We currently have a search that shows a timeline graph of daily SVC usage by index. 10 of these indexes are our highest for SVC usage. I would like to create an alert if the SVC usage for any of those indexes goes 25% higher or lower than the normal amount.
Example: index=test normally uses 100 to 140 SVC per day.
the alert will tell us when that index goes 25% over 140 or under 100.
We want the search to do this for at least our top 10 SVC usage indexes.
Our current timechart search is as follows:
index=svc_summary
| timechart limit=10 span=1d useother=f sum(svc_usage) by Indexes
You could do something like this to look across the avg svc usage for the last 30 days per index (you need to update the first few lines with your svc search) and then determine the avg svc and then filter if 25% above/below the avg:
| tstats count where index=_internal earliest=-30d@d latest=now by _time, host span=1d
| rename host AS index
| stats sum(count) as svc by index _time
``` 1. Build a baseline for every index - Replace these lines with your original SVC search```
```2. 30‑day avg per index```
| eventstats avg(svc) as avg_svc by index
```3. Keep only the last day (the day you are currently monitoring)```
| where _time >= relative_time(now(), "-1d")

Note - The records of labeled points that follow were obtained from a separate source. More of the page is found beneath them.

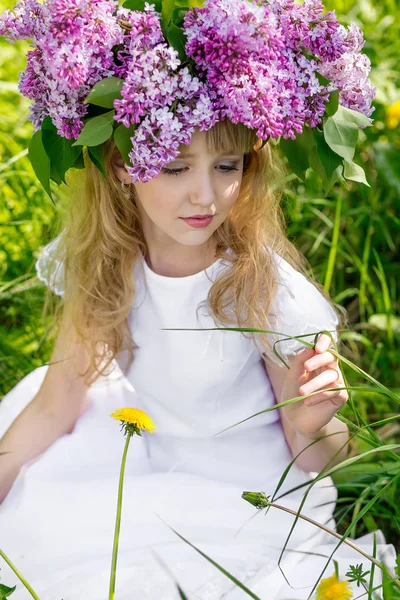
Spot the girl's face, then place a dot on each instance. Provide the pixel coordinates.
(196, 183)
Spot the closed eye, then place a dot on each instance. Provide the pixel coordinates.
(223, 168)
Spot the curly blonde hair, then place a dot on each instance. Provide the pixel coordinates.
(102, 239)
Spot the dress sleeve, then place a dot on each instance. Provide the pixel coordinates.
(298, 309)
(50, 269)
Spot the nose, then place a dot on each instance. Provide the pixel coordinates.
(203, 190)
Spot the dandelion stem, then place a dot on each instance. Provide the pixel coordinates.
(336, 535)
(18, 574)
(118, 518)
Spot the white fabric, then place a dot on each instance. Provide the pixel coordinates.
(57, 522)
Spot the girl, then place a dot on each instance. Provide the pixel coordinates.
(183, 235)
(140, 261)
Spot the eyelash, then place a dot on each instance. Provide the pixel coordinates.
(175, 172)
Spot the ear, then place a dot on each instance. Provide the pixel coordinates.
(119, 167)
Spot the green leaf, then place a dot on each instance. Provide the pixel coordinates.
(5, 591)
(60, 150)
(105, 92)
(40, 161)
(97, 159)
(122, 139)
(355, 172)
(328, 159)
(341, 136)
(177, 39)
(134, 4)
(352, 116)
(139, 4)
(96, 130)
(333, 103)
(79, 163)
(179, 15)
(215, 564)
(297, 152)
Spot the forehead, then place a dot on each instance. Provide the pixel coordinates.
(223, 138)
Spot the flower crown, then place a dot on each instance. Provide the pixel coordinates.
(149, 73)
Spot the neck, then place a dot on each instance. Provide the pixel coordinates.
(180, 262)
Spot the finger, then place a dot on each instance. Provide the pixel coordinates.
(323, 343)
(321, 360)
(297, 362)
(338, 398)
(326, 377)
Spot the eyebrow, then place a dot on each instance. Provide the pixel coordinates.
(190, 155)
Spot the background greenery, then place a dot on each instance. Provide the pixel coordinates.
(360, 268)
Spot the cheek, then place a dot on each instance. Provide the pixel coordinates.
(229, 192)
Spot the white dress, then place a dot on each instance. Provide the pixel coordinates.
(56, 524)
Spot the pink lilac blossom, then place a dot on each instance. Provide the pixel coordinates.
(73, 41)
(254, 63)
(244, 57)
(159, 95)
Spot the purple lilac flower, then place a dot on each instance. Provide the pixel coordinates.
(72, 51)
(350, 74)
(256, 77)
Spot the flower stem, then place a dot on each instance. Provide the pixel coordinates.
(118, 519)
(18, 574)
(337, 535)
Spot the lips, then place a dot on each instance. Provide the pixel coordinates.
(198, 221)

```4. Thresholds – 25% above or below the 30‑day average```
| eval si_high = avg_svc * 1.25
| eval si_low = avg_svc * 0.75
```5. Find any day that is outside the band```
| where svc > si_high OR svc < si_low
```6. Show the top 10 indexes by daily usage (optional)```
| sort 0 -svc
| head 10
| table _time index svc avg_svc si_high si_low
🌟 Did this answer help you? If so, please consider:
Your feedback encourages the volunteers in this community to continue contributing
I tried to use what you provided with my data. I think it can work, but I am using a summary index and not the _internal index. Inside of that summary index, the actual indexes are named "Indexes" . I posted below my attempt to gel your search and my stuff together. Maybe you can help me now that you know this info
| tstats count where index=dg_app_summary NOT (Indexes="All*" OR Indexes="Undefined" OR Indexes="_*") earliest=-30d@d latest=now by _time, Indexes span=1d
| stats sum(count) as svc_usage by Indexes _time
``` 1. Build a baseline for every index - Replace these lines with your original SVC search```
| where Indexes=proxy OR Indexes=aws
```2. 30‑day avg per index```
| eventstats avg(svc_usage) as avg_svc by Indexes
```3. Keep only the last day (the day you are currently monitoring)```
| where _time >= relative_time(now(), "-1d")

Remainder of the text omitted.